Sarah Finnie Robinson is the Founding Partner at WeSpire, the science-based behavior-change platform that engages employees for purpose and positive impact. With a configurable behavioral-science library comprising hundreds of action-based programs, WeSpire involves individuals and entire organizations to drive measurable results on sustainable goals.

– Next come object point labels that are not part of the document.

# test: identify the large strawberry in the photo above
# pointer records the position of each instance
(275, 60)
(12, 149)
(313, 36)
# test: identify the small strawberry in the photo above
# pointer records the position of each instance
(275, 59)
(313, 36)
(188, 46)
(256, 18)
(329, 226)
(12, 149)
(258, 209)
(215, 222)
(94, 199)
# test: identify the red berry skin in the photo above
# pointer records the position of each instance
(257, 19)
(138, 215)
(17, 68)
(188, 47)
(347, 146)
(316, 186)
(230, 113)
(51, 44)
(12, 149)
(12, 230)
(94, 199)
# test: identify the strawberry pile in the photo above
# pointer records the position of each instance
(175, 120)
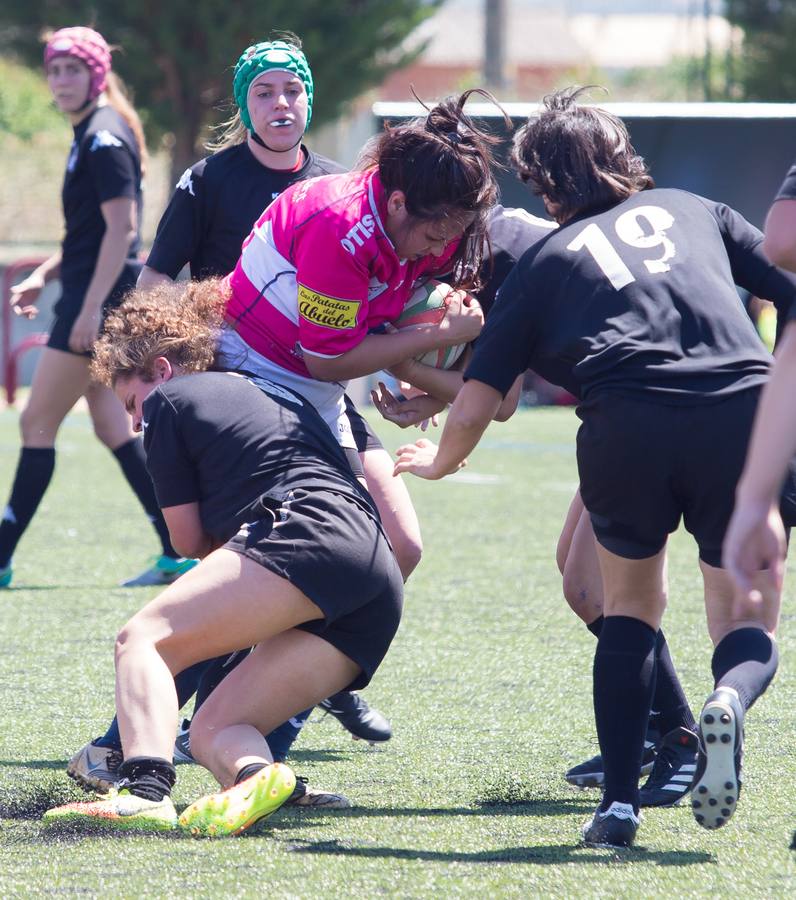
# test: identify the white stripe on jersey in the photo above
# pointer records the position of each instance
(259, 261)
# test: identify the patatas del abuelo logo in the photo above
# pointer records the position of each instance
(328, 312)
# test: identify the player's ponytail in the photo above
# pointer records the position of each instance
(579, 157)
(442, 163)
(179, 321)
(118, 97)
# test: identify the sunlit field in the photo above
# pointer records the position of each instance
(488, 687)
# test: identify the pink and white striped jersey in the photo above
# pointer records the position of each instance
(318, 271)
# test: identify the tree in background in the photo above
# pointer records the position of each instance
(178, 55)
(764, 68)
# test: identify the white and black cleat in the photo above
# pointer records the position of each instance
(612, 829)
(717, 781)
(673, 772)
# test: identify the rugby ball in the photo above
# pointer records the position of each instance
(426, 306)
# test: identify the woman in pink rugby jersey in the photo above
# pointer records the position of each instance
(334, 259)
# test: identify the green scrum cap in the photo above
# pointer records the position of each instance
(265, 56)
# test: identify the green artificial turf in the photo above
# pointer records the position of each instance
(488, 687)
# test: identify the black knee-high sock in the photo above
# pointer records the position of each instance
(34, 472)
(132, 459)
(624, 681)
(669, 700)
(746, 659)
(669, 703)
(148, 776)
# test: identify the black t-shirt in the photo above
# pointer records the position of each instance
(228, 443)
(637, 300)
(511, 233)
(788, 189)
(214, 206)
(103, 164)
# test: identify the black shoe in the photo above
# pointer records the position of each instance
(304, 795)
(614, 827)
(717, 781)
(673, 772)
(592, 772)
(182, 743)
(354, 714)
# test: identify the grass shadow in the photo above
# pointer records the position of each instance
(543, 854)
(34, 763)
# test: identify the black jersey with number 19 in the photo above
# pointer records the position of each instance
(638, 300)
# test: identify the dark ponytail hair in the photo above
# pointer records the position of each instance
(579, 157)
(443, 165)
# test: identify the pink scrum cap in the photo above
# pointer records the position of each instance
(89, 47)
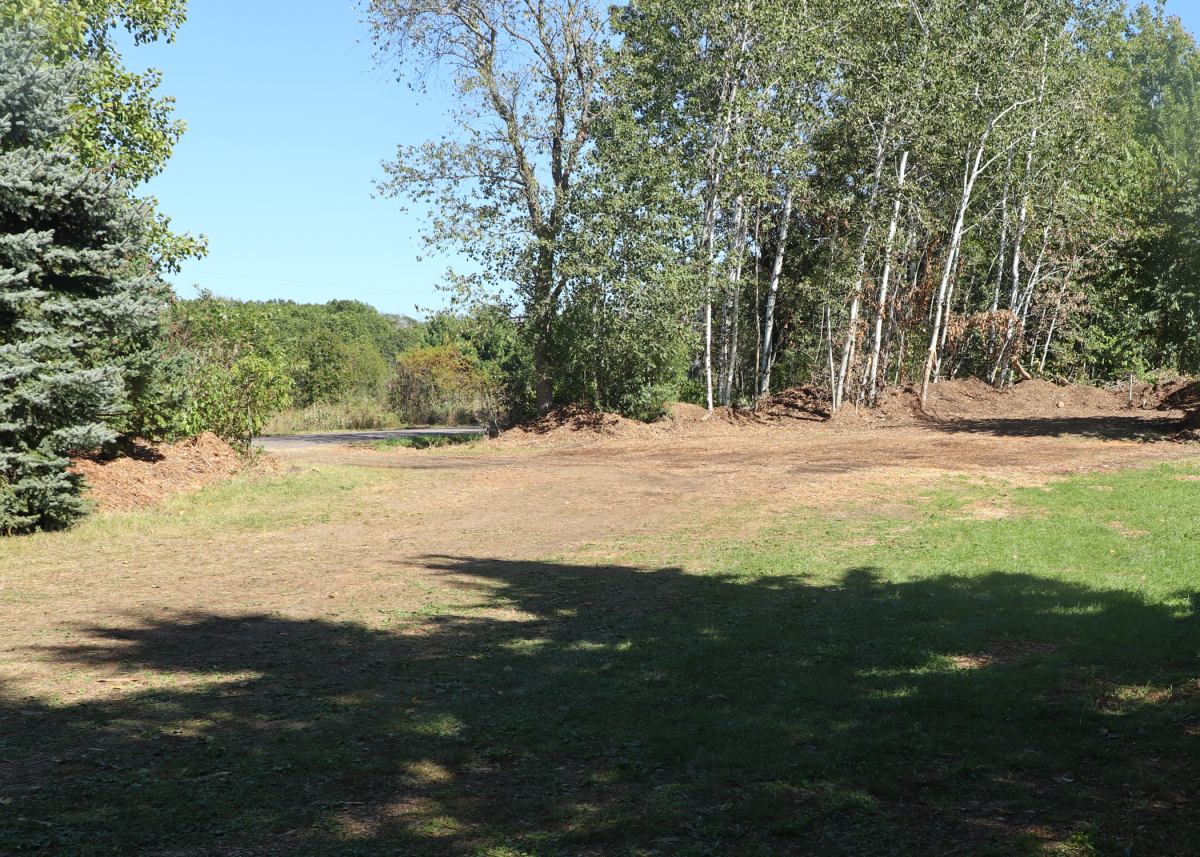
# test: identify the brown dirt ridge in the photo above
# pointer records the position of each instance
(967, 400)
(150, 472)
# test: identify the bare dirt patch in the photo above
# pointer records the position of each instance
(147, 473)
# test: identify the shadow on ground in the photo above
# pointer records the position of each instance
(634, 712)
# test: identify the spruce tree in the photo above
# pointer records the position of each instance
(79, 305)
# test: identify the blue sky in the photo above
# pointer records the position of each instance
(288, 121)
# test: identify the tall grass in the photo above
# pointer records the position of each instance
(360, 413)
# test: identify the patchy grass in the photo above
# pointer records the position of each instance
(921, 684)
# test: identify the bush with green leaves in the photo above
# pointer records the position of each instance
(238, 373)
(79, 304)
(439, 384)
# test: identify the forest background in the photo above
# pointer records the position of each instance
(820, 195)
(664, 201)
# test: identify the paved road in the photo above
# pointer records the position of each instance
(334, 438)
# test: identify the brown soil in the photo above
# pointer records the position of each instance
(147, 473)
(964, 405)
(585, 486)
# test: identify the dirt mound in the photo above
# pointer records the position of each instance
(147, 473)
(1189, 429)
(1177, 395)
(972, 399)
(797, 402)
(571, 424)
(687, 412)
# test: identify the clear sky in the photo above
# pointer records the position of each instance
(287, 123)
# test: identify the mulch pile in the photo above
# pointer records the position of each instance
(967, 399)
(147, 473)
(568, 423)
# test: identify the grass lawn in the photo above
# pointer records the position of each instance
(945, 681)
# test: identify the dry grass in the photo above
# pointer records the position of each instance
(687, 648)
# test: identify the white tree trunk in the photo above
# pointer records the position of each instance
(772, 294)
(877, 341)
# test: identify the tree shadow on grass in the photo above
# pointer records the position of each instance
(623, 711)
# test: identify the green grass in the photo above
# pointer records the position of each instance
(426, 442)
(801, 693)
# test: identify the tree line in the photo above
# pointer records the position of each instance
(682, 198)
(665, 199)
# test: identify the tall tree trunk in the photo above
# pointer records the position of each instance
(772, 295)
(877, 341)
(859, 274)
(970, 174)
(737, 256)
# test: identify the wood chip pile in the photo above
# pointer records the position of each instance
(149, 472)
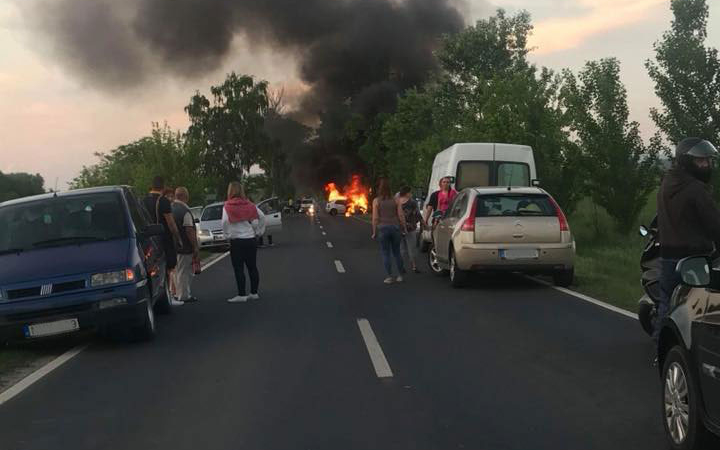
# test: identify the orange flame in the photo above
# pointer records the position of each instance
(356, 195)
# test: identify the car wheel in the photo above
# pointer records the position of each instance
(681, 403)
(458, 277)
(162, 305)
(434, 264)
(564, 278)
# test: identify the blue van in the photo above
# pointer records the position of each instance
(82, 259)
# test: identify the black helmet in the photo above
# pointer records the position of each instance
(690, 148)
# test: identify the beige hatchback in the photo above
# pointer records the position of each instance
(503, 229)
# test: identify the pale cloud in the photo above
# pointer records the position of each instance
(598, 18)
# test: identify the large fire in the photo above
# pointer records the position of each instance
(356, 195)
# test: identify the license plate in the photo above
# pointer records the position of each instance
(519, 253)
(50, 328)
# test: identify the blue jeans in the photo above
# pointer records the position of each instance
(390, 238)
(669, 280)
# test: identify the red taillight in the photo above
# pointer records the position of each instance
(469, 224)
(561, 215)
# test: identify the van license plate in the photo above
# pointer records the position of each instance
(519, 253)
(50, 328)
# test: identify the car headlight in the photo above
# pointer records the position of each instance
(118, 276)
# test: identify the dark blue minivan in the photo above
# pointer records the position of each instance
(82, 259)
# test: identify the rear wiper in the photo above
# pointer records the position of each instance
(11, 250)
(67, 240)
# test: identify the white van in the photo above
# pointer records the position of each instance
(482, 164)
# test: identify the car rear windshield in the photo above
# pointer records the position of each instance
(212, 213)
(514, 205)
(63, 220)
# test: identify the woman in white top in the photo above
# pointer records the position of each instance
(242, 223)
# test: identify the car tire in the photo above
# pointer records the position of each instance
(680, 392)
(458, 277)
(162, 304)
(564, 278)
(433, 263)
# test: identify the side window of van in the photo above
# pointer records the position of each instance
(472, 174)
(513, 174)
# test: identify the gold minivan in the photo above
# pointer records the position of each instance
(512, 229)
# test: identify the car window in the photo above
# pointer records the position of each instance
(63, 219)
(514, 205)
(472, 174)
(513, 174)
(212, 213)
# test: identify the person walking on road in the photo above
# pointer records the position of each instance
(189, 252)
(388, 224)
(160, 210)
(688, 218)
(242, 223)
(411, 211)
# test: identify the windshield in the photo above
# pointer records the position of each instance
(61, 221)
(514, 205)
(212, 213)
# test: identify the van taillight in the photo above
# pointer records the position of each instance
(469, 224)
(561, 216)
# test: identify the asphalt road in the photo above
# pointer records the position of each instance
(503, 364)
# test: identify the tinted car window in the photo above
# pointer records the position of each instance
(61, 220)
(472, 174)
(212, 213)
(514, 205)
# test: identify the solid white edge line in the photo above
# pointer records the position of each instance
(586, 298)
(339, 266)
(377, 357)
(29, 380)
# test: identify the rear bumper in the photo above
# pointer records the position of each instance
(84, 306)
(481, 257)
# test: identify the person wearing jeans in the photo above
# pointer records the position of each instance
(389, 220)
(242, 223)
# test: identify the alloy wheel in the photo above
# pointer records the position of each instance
(677, 403)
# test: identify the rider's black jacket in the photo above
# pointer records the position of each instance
(688, 218)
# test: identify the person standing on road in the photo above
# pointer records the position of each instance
(189, 253)
(389, 220)
(411, 211)
(242, 223)
(160, 210)
(688, 218)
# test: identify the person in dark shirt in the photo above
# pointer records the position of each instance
(160, 210)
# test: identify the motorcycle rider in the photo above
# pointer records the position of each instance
(688, 218)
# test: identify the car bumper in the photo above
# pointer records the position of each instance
(89, 308)
(550, 259)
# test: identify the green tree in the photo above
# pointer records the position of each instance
(621, 170)
(229, 130)
(20, 184)
(686, 74)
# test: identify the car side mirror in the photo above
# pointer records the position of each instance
(695, 271)
(152, 230)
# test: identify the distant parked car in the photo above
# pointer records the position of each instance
(83, 259)
(336, 207)
(209, 228)
(689, 358)
(503, 229)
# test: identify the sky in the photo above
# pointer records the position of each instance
(52, 123)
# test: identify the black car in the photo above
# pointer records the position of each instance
(82, 259)
(689, 357)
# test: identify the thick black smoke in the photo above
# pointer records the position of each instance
(359, 49)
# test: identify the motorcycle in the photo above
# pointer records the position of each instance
(650, 278)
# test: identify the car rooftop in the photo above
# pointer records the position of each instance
(70, 193)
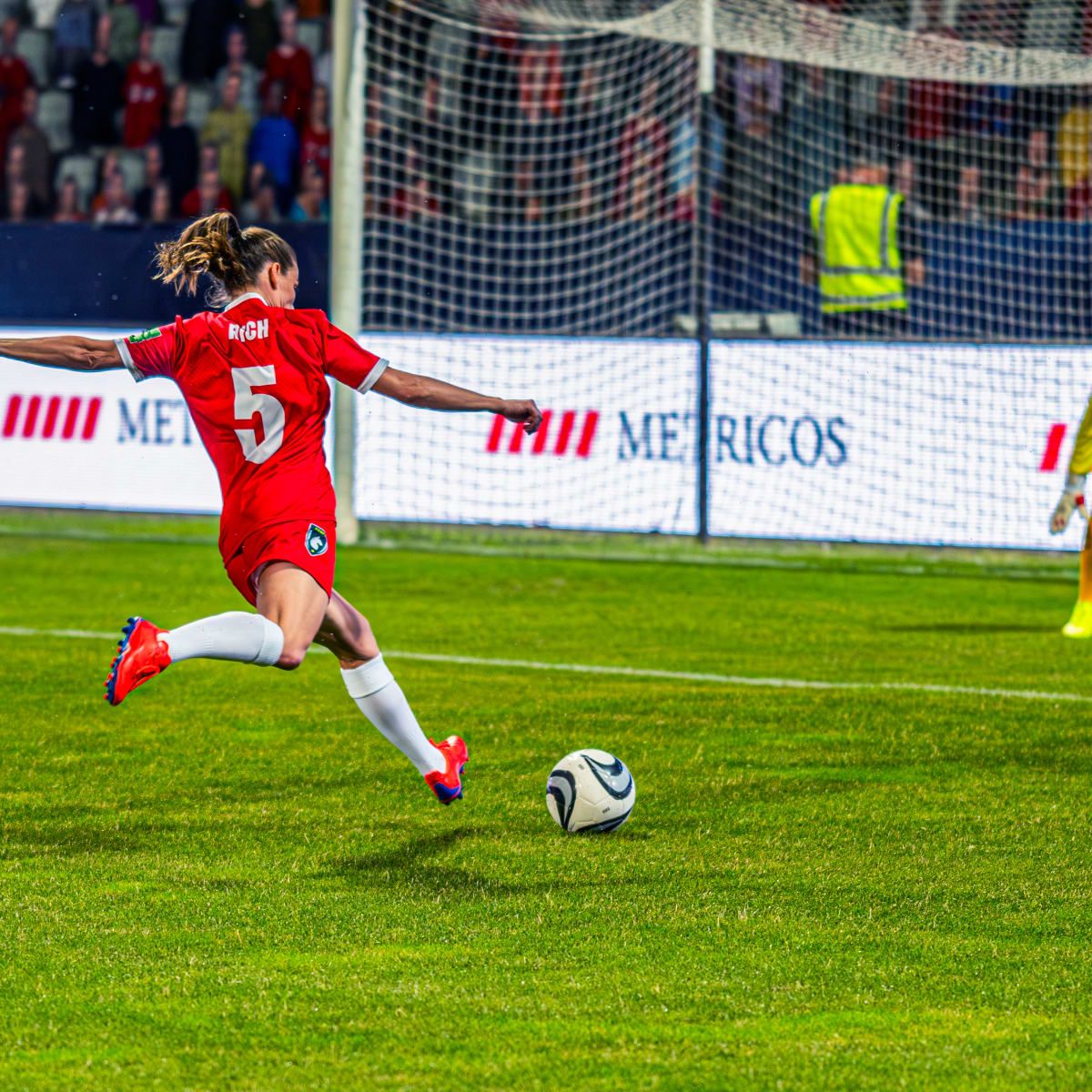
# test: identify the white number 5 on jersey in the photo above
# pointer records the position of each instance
(248, 403)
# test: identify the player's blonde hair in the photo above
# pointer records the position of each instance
(214, 245)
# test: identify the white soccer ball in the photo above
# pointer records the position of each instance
(590, 791)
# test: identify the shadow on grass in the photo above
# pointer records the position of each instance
(969, 628)
(412, 866)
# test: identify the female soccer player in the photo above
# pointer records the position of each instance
(1073, 500)
(254, 376)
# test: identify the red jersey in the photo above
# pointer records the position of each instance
(255, 380)
(294, 72)
(146, 96)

Previously, Robinson was the long-time Editorial Promotion Director at The Atlantic. She was tapped as the launch Editorial Programming Director at iVillage; she began her career at The New Yorker magazine. Robinson holds a M.A. from the Breadloaf School of English at Middlebury College and a B.A. from Princeton University. She serves on the advisory council of Boston Harbor Now, and on its climate preparedness committee; of Metcalf Institute of Marine & Environmental Reporting; and of the Princeton78 Foundation, which supports service projects around the world. She was named a scholar at the penultimate Aspen Institute Environment Forum, judges the MIT Climate CoLab competition, and she completed the inaugural altMBA program. Publications include The Atlantic, Family Life; and via Huffington Post, Medium, and LinkedIn. Robinson is a frequent guest speaker at conferences and business courses focused on human behavior, sustainability, climate solutions, work and life, and living well with positive impact.